Something as old – and easy – as yoga might help something far more challenging: opioid withdrawal.
In a randomized clinical trial appearing online this week in JAMA Psychiatry, researchers report that adding structured yoga sessions to standard medication dramatically accelerated recovery from opioid withdrawal. The intervention also appeared to help with anxiety symptoms, improved sleep, curbed pain, and ultimately helped restore balance to the autonomic nervous system.
Methodology
The study followed nearly five dozen hospitalized men in India with opioid use disorder. All of them reported mild to moderate symptoms of opioid withdrawal. The researchers administered buprenorphine to every participant.
The study’s authors also assigned half of the participants to a two-week yoga program that included ten supervised, 45-minute sessions blending gentle postures, breathing exercises, relaxation practices, and guided meditation.
Startling Results
The results exceeded even the most optimistic expectations. Patients in the yoga group stabilized more than four times faster than those who simply received medication. Patients who practiced yoga stabilized in a median of five days, compared with nine days in the control group. Both groups received similar doses of buprenorphine.

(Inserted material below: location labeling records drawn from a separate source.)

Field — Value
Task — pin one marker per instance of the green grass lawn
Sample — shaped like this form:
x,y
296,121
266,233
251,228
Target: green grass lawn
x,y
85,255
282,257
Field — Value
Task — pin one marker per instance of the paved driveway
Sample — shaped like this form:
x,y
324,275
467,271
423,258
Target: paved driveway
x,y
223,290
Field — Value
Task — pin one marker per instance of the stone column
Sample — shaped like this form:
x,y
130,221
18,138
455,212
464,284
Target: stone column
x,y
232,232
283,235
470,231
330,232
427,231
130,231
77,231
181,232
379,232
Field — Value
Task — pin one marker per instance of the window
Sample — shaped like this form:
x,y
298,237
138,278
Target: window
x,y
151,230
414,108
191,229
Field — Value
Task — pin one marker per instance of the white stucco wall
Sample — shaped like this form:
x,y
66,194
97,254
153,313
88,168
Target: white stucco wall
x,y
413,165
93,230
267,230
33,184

Beyond symptom relief, the researchers wanted to know what else was going on. Opioid withdrawal remains a period of intense physiological stress, exacerbated by overactivation of the sympathetic “fight-or-flight” system and suppression of parasympathetic calming signals. Standard medications blunt some of the usual cravings and symptoms , but don’t do much to address this imbalance. And that could help explain why relapse risk is highest in the earliest days of treatment.
To probe that mechanism, investigators measured heart rate variability (HRV). By day 15, the yoga group showed large improvements in HRV, including higher parasympathetic activity and a healthier balance between sympathetic and parasympathetic tone. Mediation analyses suggested that roughly one-quarter of yoga’s benefit in speeding withdrawal recovery could be explained by the boost in parasympathetic regulation.
Benefits Beyond Withdrawal Relief
Clinical improvements extended beyond withdrawal scores. Compared with controls, participants practicing yoga showed far greater drops in anxiety, fell asleep about an hour faster on average, and reported less pain. These effects are especially helpful during withdrawal, when discomfort and emotional distress often drive patients back to the drugs.
Researchers ensured that the yoga sessions themselves were deliberately low-threshold. Clinicians conducted the sessions bedside when necessary and designed them to remain feasible even during the worst of the withdrawal symptoms, when concentration wanes and distress is highest.
While some breathing techniques produced short-term sympathetic activation, the pattern consistently resolved into stronger parasympathetic rebound over time, suggesting a process of autonomic “rehabilitation.”
Caveats – and Next Steps
The authors warn, however, that the trial was a small one. It didn’t take much time, took place at a single center, and included only male participants. While this reflected local patterns of opioid use, it did limit wider applicability.
The study also lacked an active behavioral control, making it impossible to rule out nonspecific effects such as additional attention or structure.
Still, the objective physiological changes and clear differences in recovery time argue against a simple placebo effect.
If larger and more diverse trials can confirm the results of this study, it could uncover a simple but effective supplement to existing care. By targeting the biological stress systems that medications often miss, yoga could help patients move through the most vulnerable phase of opioid treatment more quickly. It might also offer a bit more physiological breathing room, too.